Rio: Putin, agiremo contro bando atleti

Il caso Russia non si sgonfia, anzi. Il presidente russo ha quindi dichiarato che vietare agli atleti russi di partecipare alle Olimpiadi "non soltanto supera i limiti legali ma anche quelli del buon senso". Tra i presenti nei Giardini di Alessandro, a Mosca, ci sono anche gli sportivi dell'atletica leggera, esclusi dai Giochi a causa della sospensione imposta dalla Iaaf dopo lo scandalo del doping di Stato.

Putin ha aggiunto che senza gli sportivi russi si abbassa il livello della competizione. "Certamente, accogliamo con favore la decisione principale che permette ai cosiddetti atleti puliti di prendere parte ai Giochi olimpici, dato il permesso delle singole Federazioni internazionali, crediamo che questa sia una decisione positiva", ha dichiarato il portavoce del Cremlino Dmitry Peskov in una conference call con i giornalisti.
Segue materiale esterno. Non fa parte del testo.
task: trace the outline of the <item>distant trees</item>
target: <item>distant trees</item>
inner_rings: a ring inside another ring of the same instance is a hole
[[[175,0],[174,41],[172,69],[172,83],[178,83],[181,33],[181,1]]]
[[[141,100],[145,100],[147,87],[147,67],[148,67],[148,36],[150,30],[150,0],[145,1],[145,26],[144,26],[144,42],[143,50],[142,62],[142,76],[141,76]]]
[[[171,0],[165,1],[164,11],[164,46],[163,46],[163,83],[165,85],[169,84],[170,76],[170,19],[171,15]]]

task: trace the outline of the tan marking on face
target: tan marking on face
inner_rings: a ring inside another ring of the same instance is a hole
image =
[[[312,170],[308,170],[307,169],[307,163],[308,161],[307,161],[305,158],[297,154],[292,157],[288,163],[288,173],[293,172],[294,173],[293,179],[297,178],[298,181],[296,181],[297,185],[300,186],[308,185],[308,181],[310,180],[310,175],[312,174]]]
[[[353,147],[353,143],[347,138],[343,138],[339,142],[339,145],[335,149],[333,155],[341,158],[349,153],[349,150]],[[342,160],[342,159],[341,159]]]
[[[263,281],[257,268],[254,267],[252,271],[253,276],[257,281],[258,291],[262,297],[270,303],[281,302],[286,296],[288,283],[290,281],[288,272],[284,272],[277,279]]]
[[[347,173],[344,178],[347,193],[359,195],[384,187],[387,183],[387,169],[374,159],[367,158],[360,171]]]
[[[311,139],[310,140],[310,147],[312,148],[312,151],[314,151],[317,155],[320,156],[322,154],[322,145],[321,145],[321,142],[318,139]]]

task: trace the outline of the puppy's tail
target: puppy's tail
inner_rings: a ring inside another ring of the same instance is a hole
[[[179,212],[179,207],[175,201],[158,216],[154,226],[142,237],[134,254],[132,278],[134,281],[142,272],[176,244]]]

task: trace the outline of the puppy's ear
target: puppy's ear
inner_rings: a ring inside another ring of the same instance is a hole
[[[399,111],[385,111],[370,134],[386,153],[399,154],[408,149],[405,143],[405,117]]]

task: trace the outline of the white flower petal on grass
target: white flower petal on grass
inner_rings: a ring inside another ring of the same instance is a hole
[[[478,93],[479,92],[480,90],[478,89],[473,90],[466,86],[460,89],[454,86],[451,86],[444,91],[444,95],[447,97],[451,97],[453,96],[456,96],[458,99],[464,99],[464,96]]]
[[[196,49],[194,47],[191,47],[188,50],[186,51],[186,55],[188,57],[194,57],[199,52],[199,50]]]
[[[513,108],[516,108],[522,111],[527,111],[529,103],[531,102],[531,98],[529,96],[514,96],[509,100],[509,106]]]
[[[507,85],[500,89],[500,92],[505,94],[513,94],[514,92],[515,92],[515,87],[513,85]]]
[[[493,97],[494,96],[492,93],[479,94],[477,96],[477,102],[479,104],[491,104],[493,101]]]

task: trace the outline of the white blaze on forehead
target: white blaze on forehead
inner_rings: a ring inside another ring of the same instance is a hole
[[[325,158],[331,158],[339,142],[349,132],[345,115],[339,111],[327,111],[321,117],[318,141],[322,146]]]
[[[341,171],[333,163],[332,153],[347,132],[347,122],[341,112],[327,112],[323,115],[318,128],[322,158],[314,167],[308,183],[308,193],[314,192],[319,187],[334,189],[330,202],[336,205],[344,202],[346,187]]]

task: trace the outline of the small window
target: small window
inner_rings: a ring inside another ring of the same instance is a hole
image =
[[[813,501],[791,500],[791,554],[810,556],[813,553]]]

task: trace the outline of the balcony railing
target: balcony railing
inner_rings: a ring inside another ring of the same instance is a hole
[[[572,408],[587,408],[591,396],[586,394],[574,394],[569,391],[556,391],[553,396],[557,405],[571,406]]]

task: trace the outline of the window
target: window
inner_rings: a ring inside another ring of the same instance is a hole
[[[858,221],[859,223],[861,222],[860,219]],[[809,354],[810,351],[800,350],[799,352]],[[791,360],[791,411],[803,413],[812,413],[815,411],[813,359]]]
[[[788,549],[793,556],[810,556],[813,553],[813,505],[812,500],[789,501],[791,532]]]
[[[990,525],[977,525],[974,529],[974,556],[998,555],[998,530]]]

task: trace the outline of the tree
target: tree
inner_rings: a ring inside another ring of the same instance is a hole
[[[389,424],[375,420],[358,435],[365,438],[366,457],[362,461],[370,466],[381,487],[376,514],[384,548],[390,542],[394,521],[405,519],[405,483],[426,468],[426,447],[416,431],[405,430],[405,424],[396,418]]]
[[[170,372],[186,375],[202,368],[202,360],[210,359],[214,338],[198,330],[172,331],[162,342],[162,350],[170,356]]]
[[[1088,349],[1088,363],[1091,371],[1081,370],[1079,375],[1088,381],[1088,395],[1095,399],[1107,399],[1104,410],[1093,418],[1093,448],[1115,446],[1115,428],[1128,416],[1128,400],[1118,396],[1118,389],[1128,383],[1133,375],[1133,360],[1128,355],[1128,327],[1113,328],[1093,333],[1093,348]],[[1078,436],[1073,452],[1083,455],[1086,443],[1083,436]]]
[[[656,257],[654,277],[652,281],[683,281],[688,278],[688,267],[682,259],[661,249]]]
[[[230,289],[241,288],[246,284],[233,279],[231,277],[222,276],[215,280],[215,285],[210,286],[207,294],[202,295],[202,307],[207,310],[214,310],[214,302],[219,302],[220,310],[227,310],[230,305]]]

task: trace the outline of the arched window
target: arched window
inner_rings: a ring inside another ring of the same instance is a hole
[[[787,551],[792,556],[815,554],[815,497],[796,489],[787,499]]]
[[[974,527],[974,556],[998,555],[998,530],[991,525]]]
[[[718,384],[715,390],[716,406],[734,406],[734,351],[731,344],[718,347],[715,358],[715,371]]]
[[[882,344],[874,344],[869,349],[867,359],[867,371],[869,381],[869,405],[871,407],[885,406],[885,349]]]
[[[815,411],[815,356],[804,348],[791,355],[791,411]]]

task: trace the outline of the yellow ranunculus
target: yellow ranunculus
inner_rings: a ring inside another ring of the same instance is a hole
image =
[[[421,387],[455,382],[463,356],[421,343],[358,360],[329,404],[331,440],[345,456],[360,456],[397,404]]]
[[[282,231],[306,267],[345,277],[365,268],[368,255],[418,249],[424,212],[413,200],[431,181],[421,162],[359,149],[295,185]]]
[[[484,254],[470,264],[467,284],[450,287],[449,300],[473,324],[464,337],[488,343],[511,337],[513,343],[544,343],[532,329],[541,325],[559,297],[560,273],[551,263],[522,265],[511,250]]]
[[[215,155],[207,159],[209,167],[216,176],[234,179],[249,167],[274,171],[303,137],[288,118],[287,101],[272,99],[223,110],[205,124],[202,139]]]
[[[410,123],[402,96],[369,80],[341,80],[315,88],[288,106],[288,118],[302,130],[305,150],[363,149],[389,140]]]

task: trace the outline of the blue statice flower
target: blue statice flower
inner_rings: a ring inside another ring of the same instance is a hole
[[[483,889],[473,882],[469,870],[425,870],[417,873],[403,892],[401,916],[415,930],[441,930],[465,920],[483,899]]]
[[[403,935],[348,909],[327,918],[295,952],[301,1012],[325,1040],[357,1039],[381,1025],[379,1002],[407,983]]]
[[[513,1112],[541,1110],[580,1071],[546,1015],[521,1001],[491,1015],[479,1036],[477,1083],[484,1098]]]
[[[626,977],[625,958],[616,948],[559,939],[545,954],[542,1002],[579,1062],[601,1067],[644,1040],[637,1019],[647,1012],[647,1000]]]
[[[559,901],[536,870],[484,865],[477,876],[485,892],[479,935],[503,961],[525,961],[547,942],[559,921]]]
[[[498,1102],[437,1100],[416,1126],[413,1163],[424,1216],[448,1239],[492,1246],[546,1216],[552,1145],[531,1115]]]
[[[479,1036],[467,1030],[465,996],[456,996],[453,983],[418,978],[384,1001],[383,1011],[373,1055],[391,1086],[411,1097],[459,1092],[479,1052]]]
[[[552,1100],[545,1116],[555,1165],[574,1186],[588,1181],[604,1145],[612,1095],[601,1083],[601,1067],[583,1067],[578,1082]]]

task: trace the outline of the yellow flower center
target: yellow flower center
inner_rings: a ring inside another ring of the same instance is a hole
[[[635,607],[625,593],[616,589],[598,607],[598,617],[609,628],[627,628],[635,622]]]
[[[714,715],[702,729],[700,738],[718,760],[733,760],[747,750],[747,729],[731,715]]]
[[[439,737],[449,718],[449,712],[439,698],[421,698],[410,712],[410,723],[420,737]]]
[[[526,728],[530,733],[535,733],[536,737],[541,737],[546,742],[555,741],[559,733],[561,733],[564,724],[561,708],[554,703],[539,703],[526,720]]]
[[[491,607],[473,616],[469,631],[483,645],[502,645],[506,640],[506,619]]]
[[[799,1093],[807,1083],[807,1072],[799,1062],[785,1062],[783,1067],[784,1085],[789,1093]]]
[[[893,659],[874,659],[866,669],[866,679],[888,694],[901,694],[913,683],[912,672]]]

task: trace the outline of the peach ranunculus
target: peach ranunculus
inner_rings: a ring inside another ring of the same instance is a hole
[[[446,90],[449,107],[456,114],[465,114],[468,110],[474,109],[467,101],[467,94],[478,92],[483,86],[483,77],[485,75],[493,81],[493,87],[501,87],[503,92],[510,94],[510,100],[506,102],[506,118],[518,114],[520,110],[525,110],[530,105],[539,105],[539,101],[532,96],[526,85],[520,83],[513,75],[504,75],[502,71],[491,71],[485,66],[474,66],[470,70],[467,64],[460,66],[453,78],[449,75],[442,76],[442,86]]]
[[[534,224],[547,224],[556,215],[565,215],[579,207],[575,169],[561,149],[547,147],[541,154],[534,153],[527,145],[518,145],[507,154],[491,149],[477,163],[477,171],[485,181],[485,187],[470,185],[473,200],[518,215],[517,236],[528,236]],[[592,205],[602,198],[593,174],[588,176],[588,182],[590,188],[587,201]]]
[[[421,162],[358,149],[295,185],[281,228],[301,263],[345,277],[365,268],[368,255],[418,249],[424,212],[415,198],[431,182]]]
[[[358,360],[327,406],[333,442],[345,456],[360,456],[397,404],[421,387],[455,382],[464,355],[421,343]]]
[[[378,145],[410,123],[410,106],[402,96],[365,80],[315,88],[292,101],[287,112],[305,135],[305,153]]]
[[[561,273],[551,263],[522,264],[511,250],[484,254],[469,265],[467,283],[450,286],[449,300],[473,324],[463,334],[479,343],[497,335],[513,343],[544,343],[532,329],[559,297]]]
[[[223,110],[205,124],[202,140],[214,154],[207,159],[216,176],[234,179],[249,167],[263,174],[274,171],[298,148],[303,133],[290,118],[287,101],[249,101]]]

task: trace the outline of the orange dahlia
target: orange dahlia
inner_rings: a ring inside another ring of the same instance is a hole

Per la Russia di Putin, che fa anche dello sport uno strumento di propaganda, si tratta di una bella batosta.

Saranno le singole Federazioni internazionali ad esaminare le singole posizioni degli atleti, caso per caso, e a decidere chi potrà andare a Rio. "Come già detto, è l'abolizione della presunzione di innocenza", ha concluso Putin.

Mosca è pronta ad adire le vie legali contro l'esclusione da Rio 2016 degli atleti russi "puliti", giudicata "un'evidente discriminazione": lo ha annunciato Vladimir Putin incontrando al Cremlino il team in partenza per le Olimpiadi.